The markets continued the large up-and-down pattern Tuesday with a strong surge higher. With many on Wall Street thinking that a rate increase has been pushed to December, and the Chinese currency devaluation and slow-down now largely priced in, this could be the time to add solid growth stocks to an aggressive portfolio.
In a recent research report, Jefferies has some top growth stock calls that the firm feels have outstanding upside potential for fall trading. We screened the stocks for those that are the “less-crowded” trades on Wall Street.
This company pioneered the artificial heart valve and could be poised for big growth. Edwards Lifesciences Corp. (NYSE: EW) provides products and technologies to treat structural heart disease and critically ill patients worldwide.
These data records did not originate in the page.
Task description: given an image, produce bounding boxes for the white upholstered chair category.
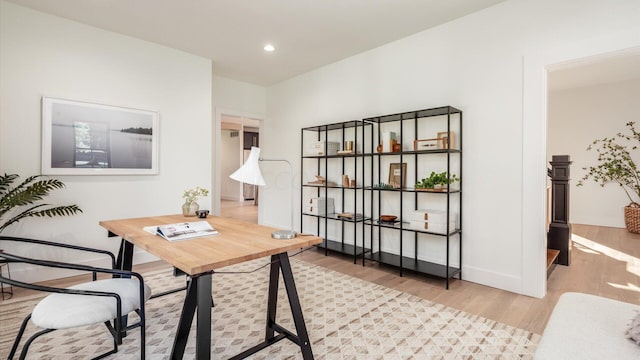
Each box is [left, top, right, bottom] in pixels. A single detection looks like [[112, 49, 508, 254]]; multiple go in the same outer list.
[[0, 236, 151, 359]]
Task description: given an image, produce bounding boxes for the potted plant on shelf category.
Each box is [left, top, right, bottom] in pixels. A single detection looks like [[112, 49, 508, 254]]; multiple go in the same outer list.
[[414, 171, 460, 191], [182, 186, 209, 216], [0, 174, 82, 233], [577, 122, 640, 233]]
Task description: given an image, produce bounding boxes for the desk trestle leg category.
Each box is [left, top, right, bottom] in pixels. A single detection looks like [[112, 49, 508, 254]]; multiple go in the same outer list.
[[230, 252, 313, 360]]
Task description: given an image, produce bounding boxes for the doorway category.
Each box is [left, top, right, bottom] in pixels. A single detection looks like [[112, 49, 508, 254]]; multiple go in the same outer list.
[[216, 112, 262, 223]]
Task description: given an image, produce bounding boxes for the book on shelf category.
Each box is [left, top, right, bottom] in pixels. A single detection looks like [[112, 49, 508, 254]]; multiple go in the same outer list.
[[144, 221, 219, 241]]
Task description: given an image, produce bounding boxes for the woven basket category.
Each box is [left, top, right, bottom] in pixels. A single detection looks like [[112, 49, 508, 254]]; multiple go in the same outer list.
[[624, 203, 640, 234]]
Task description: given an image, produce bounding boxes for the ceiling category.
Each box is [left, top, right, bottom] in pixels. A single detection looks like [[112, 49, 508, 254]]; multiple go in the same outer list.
[[2, 0, 505, 86], [548, 48, 640, 91]]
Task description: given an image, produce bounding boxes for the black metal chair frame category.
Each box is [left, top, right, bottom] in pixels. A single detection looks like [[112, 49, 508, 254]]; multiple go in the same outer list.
[[0, 236, 145, 360]]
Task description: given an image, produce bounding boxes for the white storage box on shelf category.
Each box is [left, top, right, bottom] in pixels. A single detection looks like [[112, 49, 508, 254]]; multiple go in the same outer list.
[[409, 209, 448, 224], [306, 197, 336, 215], [409, 220, 456, 234], [409, 209, 457, 234], [310, 141, 340, 156]]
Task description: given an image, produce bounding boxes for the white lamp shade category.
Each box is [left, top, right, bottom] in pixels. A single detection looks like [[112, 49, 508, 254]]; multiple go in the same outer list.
[[229, 147, 267, 186]]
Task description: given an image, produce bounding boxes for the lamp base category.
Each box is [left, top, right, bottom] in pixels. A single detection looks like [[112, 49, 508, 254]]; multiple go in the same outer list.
[[271, 230, 298, 240]]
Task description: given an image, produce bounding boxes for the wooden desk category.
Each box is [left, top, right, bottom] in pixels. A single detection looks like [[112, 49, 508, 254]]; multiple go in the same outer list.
[[100, 215, 322, 359]]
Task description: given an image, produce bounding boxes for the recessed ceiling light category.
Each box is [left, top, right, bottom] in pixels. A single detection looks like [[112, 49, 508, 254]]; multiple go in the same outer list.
[[264, 44, 276, 52]]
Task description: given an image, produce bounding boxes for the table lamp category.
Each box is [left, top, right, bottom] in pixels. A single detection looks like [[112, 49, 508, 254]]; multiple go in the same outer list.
[[229, 146, 297, 239]]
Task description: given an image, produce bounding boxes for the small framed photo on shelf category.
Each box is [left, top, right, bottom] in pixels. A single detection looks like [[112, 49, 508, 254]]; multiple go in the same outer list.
[[437, 131, 456, 149], [389, 163, 407, 189], [413, 138, 442, 151]]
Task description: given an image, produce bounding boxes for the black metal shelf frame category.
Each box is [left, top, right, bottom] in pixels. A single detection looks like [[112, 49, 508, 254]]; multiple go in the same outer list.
[[363, 106, 463, 289], [300, 106, 464, 289], [300, 120, 371, 266]]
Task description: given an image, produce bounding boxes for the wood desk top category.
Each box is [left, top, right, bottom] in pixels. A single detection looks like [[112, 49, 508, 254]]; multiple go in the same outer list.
[[100, 215, 322, 275]]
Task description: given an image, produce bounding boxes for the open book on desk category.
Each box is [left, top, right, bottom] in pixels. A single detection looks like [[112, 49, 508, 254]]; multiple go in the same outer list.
[[144, 221, 219, 241]]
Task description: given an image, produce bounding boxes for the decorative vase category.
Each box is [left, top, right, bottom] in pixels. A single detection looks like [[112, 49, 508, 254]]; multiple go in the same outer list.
[[182, 201, 200, 216], [624, 203, 640, 234]]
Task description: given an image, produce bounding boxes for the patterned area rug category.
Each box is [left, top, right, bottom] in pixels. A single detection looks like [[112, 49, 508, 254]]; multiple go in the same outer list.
[[0, 258, 540, 360]]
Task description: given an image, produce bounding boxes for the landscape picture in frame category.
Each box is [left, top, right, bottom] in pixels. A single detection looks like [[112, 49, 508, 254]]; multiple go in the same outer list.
[[42, 97, 158, 175]]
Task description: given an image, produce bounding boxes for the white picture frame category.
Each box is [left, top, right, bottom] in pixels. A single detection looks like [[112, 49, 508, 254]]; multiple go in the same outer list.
[[42, 96, 159, 175]]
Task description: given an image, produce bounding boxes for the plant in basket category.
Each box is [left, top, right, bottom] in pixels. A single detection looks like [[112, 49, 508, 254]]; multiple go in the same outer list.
[[577, 121, 640, 233], [414, 171, 460, 190]]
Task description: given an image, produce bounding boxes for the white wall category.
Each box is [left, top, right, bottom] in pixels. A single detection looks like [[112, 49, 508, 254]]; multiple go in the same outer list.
[[261, 0, 640, 297], [547, 79, 640, 227], [0, 1, 213, 279]]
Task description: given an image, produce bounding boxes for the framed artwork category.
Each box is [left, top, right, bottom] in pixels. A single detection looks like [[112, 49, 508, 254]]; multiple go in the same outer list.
[[413, 138, 442, 151], [42, 97, 158, 175], [437, 131, 456, 149], [389, 163, 407, 189]]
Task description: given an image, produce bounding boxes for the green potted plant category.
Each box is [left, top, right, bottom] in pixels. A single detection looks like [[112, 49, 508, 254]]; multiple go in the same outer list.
[[414, 171, 460, 190], [0, 174, 82, 233], [182, 186, 209, 216], [577, 122, 640, 233]]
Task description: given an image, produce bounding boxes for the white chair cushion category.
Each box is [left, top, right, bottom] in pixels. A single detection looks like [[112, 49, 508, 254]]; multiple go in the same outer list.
[[31, 278, 151, 329], [533, 292, 640, 360]]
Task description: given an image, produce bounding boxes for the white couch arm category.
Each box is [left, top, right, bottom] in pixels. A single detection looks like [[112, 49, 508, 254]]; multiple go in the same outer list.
[[534, 293, 640, 360]]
The company offers transcatheter heart valve therapy products comprising transcatheter aortic heart valves and their delivery systems for the nonsurgical replacement of heart valves. The company also provides surgical heart valve therapy products, such as pericardial valves for aortic and mitral replacement and minimally invasive aortic heart valve systems, as well as tissue heart valves and repair products, which are used to replace or repair a patient’s diseased or defective heart valve.
The Jefferies team thinks that the company’s acquisition of privately held CardiAQ makes good sense going forward. CardiAQ has human implants of transcatheter mitrial valves, and Edwards is focused on the mitrial valve opportunity after their very strong success in aortic valves. The company also has had tremendous success with transcatheter valve replacement. Transcatheter heart valve replacements are rapidly gaining favor in the medical community for use in those patients who are deemed unsuited for open heart surgery, and they are a fast-growing revenue stream for the company.
The Jefferies price target for the stock, which is only up 3% this year, is $180. The Thomson/First Call consensus price target is $171.40. The stock closed Tuesday at $139.68.